The United States is a nation steeped in its love of violence. Our trust in weapons, large and small, has been and continues to be a national obsession. So we have both a reserve stockpile of nuclear devices, and missiles armed and ready to fire. The total official number released by the Obama Administration is 9,300. Half of them are now deployed in airplanes, submarines and on land. It would take a little more than 15 of these things to depopulate the earth—forever. Russia has about the same number we do. That accounts for 80% of what currently exists world-wide. The remaining are shared by the United Kingdom, China, France, India, Pakistan, Israel and North Korea. So much for the big bombs. Since they really can never sanely be used, we must rely on less potent conventional weapons of which we have the world’s biggest supply.

The small non-military violent devices are handguns. Currently US civilians possess about 276 million of them, far more per capita than any other nation in the world. In 2013 11,419 individuals were killed with them. So much for guns making us safer. The more guns, the more deaths. It is just simple arithmetic.

But the core problem in not H-bombs or handguns, but our trust in violence as a way to solve problems. Internationally it is a losing strategy. Of the four millions deaths as a result of our war against Vietnam, 58,000 were Americans. And whether or not we like to face the truth, we didn’t even win that war. More recently we have believed the problems in the near east could be resolved if we just sent in a couple hundred thousand troops. The result?
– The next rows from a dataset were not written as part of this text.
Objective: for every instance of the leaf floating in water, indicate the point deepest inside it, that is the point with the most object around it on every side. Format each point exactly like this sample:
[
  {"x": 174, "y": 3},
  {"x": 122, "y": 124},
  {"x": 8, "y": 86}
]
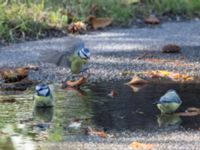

Iraq is a devastated nation more undemocratic then when we invaded it, and Afghanistan is in even worse shape. And we have been at these ill-advised debacles for more than a decade.

During these years when we have put our nation’s faith in violence, another counter-force has been at work. It has employed a variety of non-violent albeit forceful strategies. I bring as witnesses to the value of an alternative reality M.L. King, N. Mandela and M. Gandhi. All three radically reformed cultures without violence by them or by their followers. In fact, those who worked with them were all trained in non-violent techniques.

What they did have in place of violence was a moral imperative, a commitment to justice and equity. They marched across bridges, they sat in at lunch counters, they refused to ride in the back of the bus. They formed the Southern Christian Leadership Conference, and the Student Non-violent Coordinating Committee, they walked across India to illegally take salt from the sea. They formed coalitions with other groups. They confronted apartheid. They ended up in jail. And they radically changed history!

What violence universally failed to do these non-violent activists accomplished. While eschewing violence, their campaigns were forceful and even confrontational. M. L. King was told by pastors that they agreed with his goals but disliked his tactics. So from a Birmingham jail he mobilized thousands, generated political pressure, demanded negotiations and articulated demands. These actions were not passive. They demonstrated an aggressive response to injustice.

Years prior to the revolutionary work of this trio, Elizabeth Katie Stanton prepared the way for women's suffrage, and Eugene Debs got the AFL and the CIO together resulting in the Wagner Act which guaranteed the right of collective bargaining. FDR generated the beginnings of a social safety net. There were child labor laws. A vigorous peace movement, healthcare reforms and protection for the elderly.

These are not hypotheticals or shoulds. They are historic markers.  They all relied on a moral imperative and all used community organization as the basis of support. M.L. King — quoting the abolitionist preacher, Theodore Parker — held that “the arc of the moral universe is long, but it bends toward justice.’’ With these and other witnesses I too make that affirmation which may accomplish what all the military arsenals have almost universally failed to do. In the long run, violence cannot win, but moral suasion can and will.